Figure 6 compares the speed at the outlet opening (8) depending on the full-width cross-flow distribution of a fan assembly according to the current state of the art that is equipped with flat discs (not shown in the figures) (see curve) (50)) and a fan assembly (10) according to the invention (see curve (51)). As seen in Figure 6, curve (51) records a higher air velocity compared to curve (50) of the non-flat discs (9) and is flatter than curve (50) due to the above-described operation of the non-flat discs (9).

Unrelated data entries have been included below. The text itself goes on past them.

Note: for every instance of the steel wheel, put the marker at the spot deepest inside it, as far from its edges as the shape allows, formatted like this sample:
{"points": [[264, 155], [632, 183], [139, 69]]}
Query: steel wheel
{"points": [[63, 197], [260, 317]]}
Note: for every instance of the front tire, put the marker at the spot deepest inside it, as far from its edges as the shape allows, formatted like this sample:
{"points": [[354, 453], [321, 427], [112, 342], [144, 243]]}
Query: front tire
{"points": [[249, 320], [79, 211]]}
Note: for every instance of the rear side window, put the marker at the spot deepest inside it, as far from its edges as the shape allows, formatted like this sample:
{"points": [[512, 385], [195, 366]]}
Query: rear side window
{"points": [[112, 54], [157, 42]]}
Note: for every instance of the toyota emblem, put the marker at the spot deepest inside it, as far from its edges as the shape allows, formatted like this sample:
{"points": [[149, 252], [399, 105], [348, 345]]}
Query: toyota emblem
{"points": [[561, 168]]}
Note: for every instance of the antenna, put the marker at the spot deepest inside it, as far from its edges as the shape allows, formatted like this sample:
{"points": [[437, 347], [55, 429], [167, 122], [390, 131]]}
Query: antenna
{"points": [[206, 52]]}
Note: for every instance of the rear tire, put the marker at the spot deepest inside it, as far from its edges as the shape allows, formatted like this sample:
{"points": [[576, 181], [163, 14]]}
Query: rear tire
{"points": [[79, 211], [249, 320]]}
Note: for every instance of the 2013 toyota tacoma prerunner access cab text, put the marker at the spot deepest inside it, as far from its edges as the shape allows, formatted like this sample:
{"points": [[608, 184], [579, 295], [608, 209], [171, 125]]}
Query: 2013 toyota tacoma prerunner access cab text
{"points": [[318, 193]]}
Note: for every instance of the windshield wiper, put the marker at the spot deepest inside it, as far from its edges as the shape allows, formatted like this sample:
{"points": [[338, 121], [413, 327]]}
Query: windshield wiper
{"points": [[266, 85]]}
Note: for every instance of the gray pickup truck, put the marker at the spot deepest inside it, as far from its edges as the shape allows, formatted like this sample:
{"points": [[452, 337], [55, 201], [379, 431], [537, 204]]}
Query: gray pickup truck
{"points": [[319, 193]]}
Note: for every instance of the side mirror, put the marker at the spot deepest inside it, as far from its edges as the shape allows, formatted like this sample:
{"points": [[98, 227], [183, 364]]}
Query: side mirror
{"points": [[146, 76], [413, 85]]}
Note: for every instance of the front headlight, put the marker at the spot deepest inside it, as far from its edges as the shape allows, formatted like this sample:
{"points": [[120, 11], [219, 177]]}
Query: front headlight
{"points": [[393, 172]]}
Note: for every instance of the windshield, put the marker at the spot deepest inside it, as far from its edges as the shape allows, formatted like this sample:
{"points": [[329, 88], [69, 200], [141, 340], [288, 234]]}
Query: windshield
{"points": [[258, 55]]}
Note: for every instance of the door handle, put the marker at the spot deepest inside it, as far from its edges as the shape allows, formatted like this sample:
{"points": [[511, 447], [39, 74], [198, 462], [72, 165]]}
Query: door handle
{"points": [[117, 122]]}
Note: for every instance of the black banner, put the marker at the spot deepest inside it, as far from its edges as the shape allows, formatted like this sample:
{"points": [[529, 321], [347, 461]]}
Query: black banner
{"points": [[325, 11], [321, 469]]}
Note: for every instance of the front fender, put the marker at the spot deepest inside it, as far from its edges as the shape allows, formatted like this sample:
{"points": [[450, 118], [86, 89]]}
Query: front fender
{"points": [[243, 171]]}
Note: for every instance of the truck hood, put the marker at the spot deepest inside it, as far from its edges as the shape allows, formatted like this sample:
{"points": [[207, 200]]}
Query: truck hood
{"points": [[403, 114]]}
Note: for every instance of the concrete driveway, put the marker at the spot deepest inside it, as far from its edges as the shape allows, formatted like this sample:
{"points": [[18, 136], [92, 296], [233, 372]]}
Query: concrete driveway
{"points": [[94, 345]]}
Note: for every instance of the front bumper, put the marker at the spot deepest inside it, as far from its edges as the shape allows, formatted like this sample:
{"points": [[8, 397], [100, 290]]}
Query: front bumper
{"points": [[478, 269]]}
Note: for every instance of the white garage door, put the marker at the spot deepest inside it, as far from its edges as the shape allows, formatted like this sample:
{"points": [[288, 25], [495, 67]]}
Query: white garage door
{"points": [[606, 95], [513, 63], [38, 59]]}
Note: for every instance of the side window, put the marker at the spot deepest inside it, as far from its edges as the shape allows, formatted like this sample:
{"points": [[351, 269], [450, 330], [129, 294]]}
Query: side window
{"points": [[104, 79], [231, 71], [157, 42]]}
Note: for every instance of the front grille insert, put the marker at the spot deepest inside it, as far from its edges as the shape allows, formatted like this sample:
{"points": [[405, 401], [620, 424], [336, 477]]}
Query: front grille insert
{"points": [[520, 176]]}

Figure 7 shows a side view of a centrifugal type cleaning fan assembly (10) with two axial air outlet openings, i.e. a main air outlet opening (8a) and an additional air outlet opening (8b). The air flow in and out of the air inlet openings (6) and both air outlet openings (8a, 8b) is indicated by the arrows (24). Such an additional air outlet opening (8b) can be mounted to be able to provide blow-out air at different locations to improve the cleaning capacity of the fan assembly. However, the additional outlet opening can considerably reduce the uniformity of the cross-flow. The invention as described above which leads to a much better cross-flow uniformity is therefore very suitable for this type of centrifugal-type cleaning fan assemblies for combine harvesters (10).

Claims (8)

CONCLUSIONS A centrifugal type fan assembly (10), comprising a fan comprising one or more blades (3) extending between two lateral ends (7) of the fan assembly (10) and configured to rotate about an axis of rotation (2) and a fan housing (5), comprising • two lateral air inlet openings (6) arranged at the respective lateral ends (7) to suck air into the fan assembly (10), • at least one air outlet opening (8, 8a, 8b) arranged between the two lateral ends (7) to blow air from the fan assembly (10) in a direction perpendicular to the axis of rotation (2), CHARACTERIZED between at least one of the two inlet openings (6) and a center (11) of the fan assembly (10), at least one non-planar annular disc (9) is arranged around the axis of rotation (2), an inner edge (91) of the annular disc (9) being closer to the respective l The inlet inlet (6) then has an outer edge (92) of the annular disc (9). A centrifugal type fan assembly (10) according to claim 1, characterized in that a plurality of annular disks (9) are arranged side by side between the center (11) and the respective air inlet opening (6). A centrifugal type fan assembly (10) according to claim 1 or 2, characterized in that one or more annular discs (9) are arranged between the center (11) and the other of the air inlet openings (6). Centrifugal-type fan assembly (10) according to claim 3, characterized in that the one or more annular discs (9) placed between the one air inlet opening (6) and the center (11) are arranged symmetrically with respect to from the center (11) of the fan assembly (10) in view of the one or more annular disks placed between the other air inlet opening (6) and the center (11). A centrifugal type fan assembly (10) according to any one of claims 1 to 4, characterized in that at least one annular disc (9) has a curved disc surface (15). A centrifugal type fan assembly (10) according to any one of claims 1 to 5, characterized in that the one or more blades (3) comprise an outer edge (31) spaced from the axis of rotation (2) that substantially equal to the diameter (D3) of the outer edge (92) of the at least one annular disc (9). A centrifugal type fan assembly (10) according to any one of claims 1 to 6, characterized in that the cleaning fan assembly (10) comprises two air outlet openings (8a, 8b). Combine harvester comprising a centrifugal-type fan assembly (10) according to any one of the preceding claims.